When the Federal Reserve announced its first research into digital bank accounts, it faced unprecedented scrutiny, saying it was "committed to setting high international standards."When the Fed said the disclosure statement was intended for public opinion and did not reflect media behavior or not to release digital currency, the statement issued its own statement on the Fed's interest rate self-declared. About the CBDC. Previous reports on the matter have been reported by the Fed on various topics and the Fed Chairman has issued oral statements, highlighting the unprecedented impact on the federal government. The reservation has been filed on CBDCs. The Fed also reiterated concerns that the enactment of CBDCs by some countries could undermine American culture in the region, and said the United States was involved in developing international standards for CBDCs. Whether digital money is announced or not, radical attitudes towards finance and technology continue to spread in other countries.

"Whether or not to leave will be decided by federal law,” he said. The Federal Reserve (Fed) has identified four characteristics of digital currency.The Fed asserts that CBDCs are the publicly available digital form of paper money, and that no digital currency will be issued without clear administration and congressional support, and prefers special agreed rules. . The Fed also said that when issuing digital dollars, there would be four main factors: 1) privacy and 2) the operation of banks and non-bank direct banks. . Flexible and adaptable across multiple organizations Easy to operate around 4) You can identify the user individually.

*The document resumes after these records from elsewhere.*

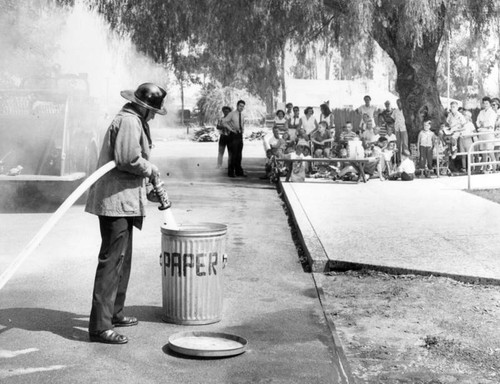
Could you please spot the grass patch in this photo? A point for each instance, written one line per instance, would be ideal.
(489, 194)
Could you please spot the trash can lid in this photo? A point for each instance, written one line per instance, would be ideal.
(207, 344)
(196, 230)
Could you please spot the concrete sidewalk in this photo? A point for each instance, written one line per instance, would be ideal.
(268, 299)
(427, 226)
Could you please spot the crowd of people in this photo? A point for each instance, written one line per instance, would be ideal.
(381, 137)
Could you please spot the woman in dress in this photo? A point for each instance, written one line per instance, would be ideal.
(308, 122)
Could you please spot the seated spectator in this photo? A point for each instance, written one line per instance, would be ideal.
(298, 168)
(367, 135)
(308, 122)
(280, 121)
(321, 140)
(376, 134)
(288, 113)
(367, 112)
(391, 137)
(273, 141)
(302, 138)
(382, 128)
(347, 133)
(387, 116)
(289, 146)
(293, 122)
(377, 160)
(406, 170)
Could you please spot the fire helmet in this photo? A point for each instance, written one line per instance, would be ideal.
(147, 95)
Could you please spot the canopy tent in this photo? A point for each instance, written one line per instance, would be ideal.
(341, 93)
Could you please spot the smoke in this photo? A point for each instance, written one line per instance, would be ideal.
(39, 38)
(36, 40)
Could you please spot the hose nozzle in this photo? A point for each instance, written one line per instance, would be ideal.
(161, 194)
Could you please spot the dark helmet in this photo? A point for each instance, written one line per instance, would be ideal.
(147, 95)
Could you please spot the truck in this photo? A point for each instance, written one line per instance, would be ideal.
(50, 135)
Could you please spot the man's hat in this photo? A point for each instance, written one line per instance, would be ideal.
(147, 95)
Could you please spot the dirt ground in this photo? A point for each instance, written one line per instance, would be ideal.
(415, 329)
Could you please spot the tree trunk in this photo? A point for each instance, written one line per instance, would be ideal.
(270, 102)
(417, 87)
(282, 75)
(416, 74)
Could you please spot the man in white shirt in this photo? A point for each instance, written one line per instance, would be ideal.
(367, 109)
(485, 124)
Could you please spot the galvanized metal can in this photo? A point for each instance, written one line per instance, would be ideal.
(192, 260)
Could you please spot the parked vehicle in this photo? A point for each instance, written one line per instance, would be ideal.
(50, 136)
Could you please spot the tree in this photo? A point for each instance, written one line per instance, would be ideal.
(239, 42)
(243, 40)
(411, 33)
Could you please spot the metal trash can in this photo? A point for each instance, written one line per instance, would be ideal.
(192, 260)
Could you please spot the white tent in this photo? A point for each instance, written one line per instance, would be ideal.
(340, 93)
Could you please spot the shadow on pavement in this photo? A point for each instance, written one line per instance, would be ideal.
(64, 324)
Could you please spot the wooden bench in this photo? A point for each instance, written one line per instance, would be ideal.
(356, 163)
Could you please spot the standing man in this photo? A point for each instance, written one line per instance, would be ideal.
(456, 121)
(119, 199)
(485, 124)
(223, 136)
(367, 109)
(293, 123)
(400, 130)
(234, 122)
(288, 114)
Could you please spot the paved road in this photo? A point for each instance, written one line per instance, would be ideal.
(268, 298)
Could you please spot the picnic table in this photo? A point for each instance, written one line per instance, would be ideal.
(356, 163)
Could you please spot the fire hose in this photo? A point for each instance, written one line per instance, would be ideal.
(56, 216)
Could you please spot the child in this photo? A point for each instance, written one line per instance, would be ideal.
(377, 161)
(302, 138)
(298, 172)
(391, 137)
(322, 140)
(289, 146)
(425, 144)
(406, 170)
(347, 133)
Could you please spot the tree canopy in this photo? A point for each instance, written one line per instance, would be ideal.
(240, 42)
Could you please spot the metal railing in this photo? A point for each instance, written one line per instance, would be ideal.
(470, 152)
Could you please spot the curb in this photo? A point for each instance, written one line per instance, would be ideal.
(315, 252)
(342, 362)
(319, 262)
(342, 266)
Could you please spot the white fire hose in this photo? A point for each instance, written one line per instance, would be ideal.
(12, 268)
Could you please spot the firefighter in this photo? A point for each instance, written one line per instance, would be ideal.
(119, 199)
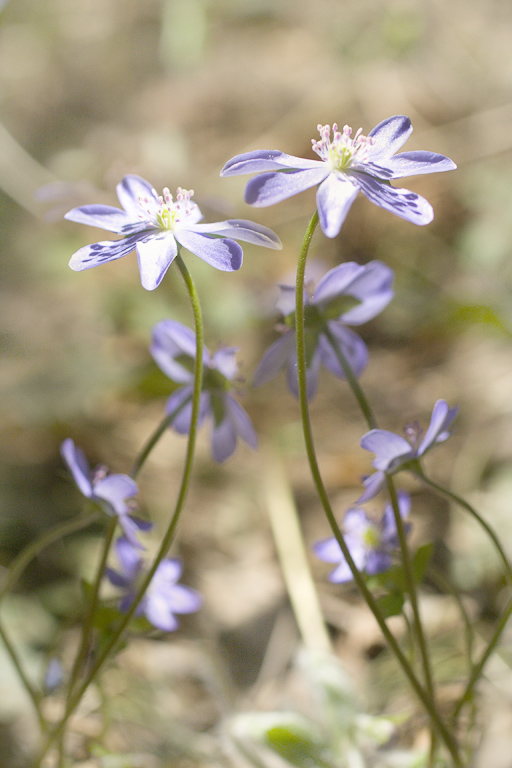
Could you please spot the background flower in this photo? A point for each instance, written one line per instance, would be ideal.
(157, 226)
(163, 598)
(372, 543)
(350, 294)
(348, 165)
(173, 348)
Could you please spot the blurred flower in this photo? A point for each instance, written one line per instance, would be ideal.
(371, 543)
(347, 165)
(393, 452)
(156, 226)
(173, 348)
(350, 294)
(110, 492)
(164, 596)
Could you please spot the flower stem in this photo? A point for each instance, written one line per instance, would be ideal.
(324, 499)
(170, 532)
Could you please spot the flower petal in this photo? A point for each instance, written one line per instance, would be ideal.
(269, 188)
(265, 160)
(416, 163)
(99, 253)
(241, 229)
(402, 202)
(334, 198)
(389, 136)
(101, 216)
(131, 190)
(387, 446)
(221, 253)
(155, 255)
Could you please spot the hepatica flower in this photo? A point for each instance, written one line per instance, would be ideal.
(110, 492)
(371, 542)
(394, 452)
(173, 348)
(349, 294)
(157, 226)
(163, 598)
(348, 164)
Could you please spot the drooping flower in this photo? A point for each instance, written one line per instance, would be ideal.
(157, 226)
(163, 598)
(371, 542)
(173, 348)
(347, 165)
(350, 294)
(110, 492)
(394, 452)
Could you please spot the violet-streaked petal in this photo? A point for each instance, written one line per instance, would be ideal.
(442, 417)
(219, 252)
(129, 557)
(158, 613)
(269, 188)
(333, 198)
(131, 190)
(373, 484)
(225, 362)
(416, 163)
(402, 202)
(242, 423)
(387, 446)
(78, 466)
(388, 136)
(265, 160)
(241, 229)
(155, 255)
(223, 439)
(351, 345)
(107, 250)
(335, 282)
(115, 489)
(274, 359)
(101, 216)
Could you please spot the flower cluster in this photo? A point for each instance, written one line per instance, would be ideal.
(156, 226)
(163, 598)
(347, 165)
(173, 348)
(349, 294)
(372, 543)
(110, 492)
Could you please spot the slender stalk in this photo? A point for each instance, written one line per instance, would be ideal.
(19, 564)
(324, 499)
(170, 532)
(32, 692)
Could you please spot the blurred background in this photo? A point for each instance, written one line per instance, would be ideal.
(92, 90)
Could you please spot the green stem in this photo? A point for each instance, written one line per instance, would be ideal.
(169, 534)
(19, 564)
(155, 437)
(324, 499)
(34, 695)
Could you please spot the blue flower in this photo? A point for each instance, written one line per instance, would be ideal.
(110, 492)
(164, 596)
(350, 294)
(347, 165)
(173, 348)
(371, 543)
(394, 452)
(157, 226)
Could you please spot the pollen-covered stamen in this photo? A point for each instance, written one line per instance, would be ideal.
(342, 150)
(162, 212)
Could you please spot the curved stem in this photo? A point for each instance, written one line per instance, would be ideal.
(324, 499)
(19, 564)
(169, 534)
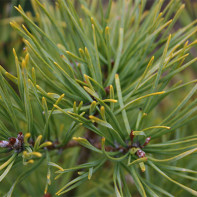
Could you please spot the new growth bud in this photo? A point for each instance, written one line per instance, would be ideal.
(147, 141)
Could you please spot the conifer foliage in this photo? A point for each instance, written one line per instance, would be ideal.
(97, 107)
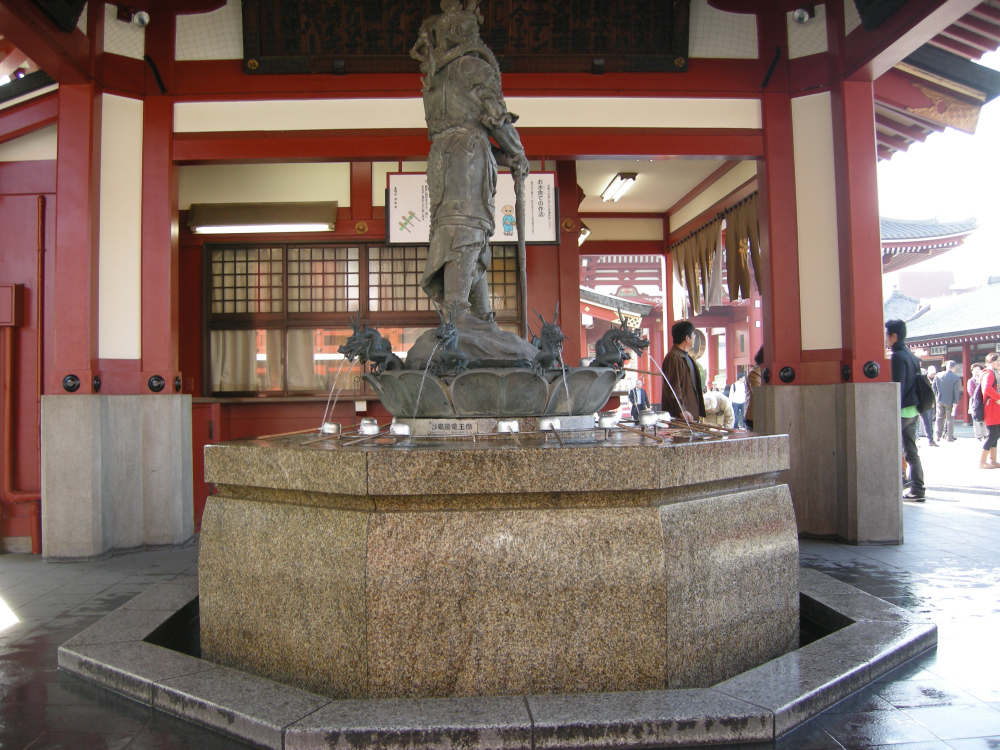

publishedCBDCThe pros and cons go together. The Fed calls for more investigations.The Fed noted the positive effects of the CBDCs announcement, including: 1) securing industry needs for payment services 2) ameliorating existing issues such as: slow, costly and unsound payments across borders 3) support for the internationalization of the US dollar 4) financial consolidation 5) Increase in central bank debt to the public. The Fed also discussed the risks of advertising digital money, including: central banks will not pay interest on CBDCs and public capacity 2) will affect the security and stability of the financial system (people " drive" their bank deposits to CBDCs, increase bank interest rates and financial risk), 3) affect performance. on the management of financial management (CBDC announcement) affects the bank's bank balance, which affects interest rates, economic risk and economic diversification of the country, etc.) 4) affects the confidentiality and Data protection ; affect the protection of the financial system. 5) Affect the operation of network resilience and network security.

Researches technologies such as blockchain and smart contracts.The Fed has suggested that digital cash can help pay for real-time payments, legal payments (eg, direct taxes, direct remittances to the public) and other circumstances, and some branches have explored the feasibility of this technology. Like blockchain for CBDC.